La défense a tenté de parler du syndrome des femmes battues : chez une personne victime de violences répétées, le cerveau subit un traumatisme qui peut l'empêcher de prendre une décision rationnelle. Mais la démonstration, trop tardive, n'était étayée à la barre par aucun expert psychiatre.

L'impossible acquittement

Les jurés ont sans doute plutôt retenu le réquisitoire limpide de l'avocat général, rappelant que la loi sur la légitime défense et ses critères très stricts ne permettaient pas d'acquitter Jacqueline Sauvage . Enfermées dans leur défense de principe, les avocates de l'accusée n'ont pas su simplement plaider pour une peine plus clémente , au nom des souffrances déjà endurées par cette femme.

Jacqueline Sauvage reste donc en prison. Dans l'esprit de l'accusée, de ses filles et sans doute des jurés, elle pouvait espérer une libération conditionnelle dans un peu plus d'un an. "J'ai noté la date", lançait après le verdict Fabienne Marot, la fille de l'accusée, en larmes. "Et j'espère que ce jour-là, on nous rendra notre mère."
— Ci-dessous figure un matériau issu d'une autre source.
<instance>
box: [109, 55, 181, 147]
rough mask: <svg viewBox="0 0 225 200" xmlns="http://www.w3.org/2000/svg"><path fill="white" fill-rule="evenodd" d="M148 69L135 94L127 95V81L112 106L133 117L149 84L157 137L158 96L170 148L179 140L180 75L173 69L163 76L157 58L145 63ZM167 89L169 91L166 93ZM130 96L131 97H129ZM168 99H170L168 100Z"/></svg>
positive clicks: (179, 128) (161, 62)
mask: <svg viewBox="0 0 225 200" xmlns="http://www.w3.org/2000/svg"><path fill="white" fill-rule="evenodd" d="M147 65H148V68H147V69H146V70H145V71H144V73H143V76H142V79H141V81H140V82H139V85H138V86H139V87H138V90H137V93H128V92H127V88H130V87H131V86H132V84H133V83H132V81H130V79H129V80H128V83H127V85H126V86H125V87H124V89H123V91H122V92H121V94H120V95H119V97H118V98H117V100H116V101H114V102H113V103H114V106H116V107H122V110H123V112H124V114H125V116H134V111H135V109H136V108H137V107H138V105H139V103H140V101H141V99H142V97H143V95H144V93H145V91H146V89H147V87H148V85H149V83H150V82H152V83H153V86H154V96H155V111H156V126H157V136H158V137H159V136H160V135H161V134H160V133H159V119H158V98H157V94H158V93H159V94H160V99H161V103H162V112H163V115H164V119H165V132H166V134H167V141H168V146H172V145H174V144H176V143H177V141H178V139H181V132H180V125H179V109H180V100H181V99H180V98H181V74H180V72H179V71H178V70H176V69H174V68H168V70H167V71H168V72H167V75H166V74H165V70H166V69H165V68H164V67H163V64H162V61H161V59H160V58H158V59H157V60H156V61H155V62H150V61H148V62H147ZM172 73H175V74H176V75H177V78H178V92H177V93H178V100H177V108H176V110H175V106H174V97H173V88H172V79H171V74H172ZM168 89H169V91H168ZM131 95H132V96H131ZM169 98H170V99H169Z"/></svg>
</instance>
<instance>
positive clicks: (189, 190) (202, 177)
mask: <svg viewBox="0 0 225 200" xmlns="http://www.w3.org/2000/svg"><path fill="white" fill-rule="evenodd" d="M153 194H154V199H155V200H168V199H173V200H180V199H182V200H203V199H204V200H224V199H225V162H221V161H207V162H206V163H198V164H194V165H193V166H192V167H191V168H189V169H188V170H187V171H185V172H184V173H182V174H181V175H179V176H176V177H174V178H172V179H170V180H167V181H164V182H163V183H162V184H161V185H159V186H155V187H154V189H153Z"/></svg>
Mais la décision est plus complexe. Jacqueline Sauvage a été condamnée pour meurtre aggravé (sur conjoint), avec une période de sûreté automatique et incompressible de cinq ans.Elle ne sera libérable en conditionnelle que dans deux ans et quatre mois , à moins de demander un relèvement de sa période de sûreté. Une procédure encore plus longue, complexe, et incertaine.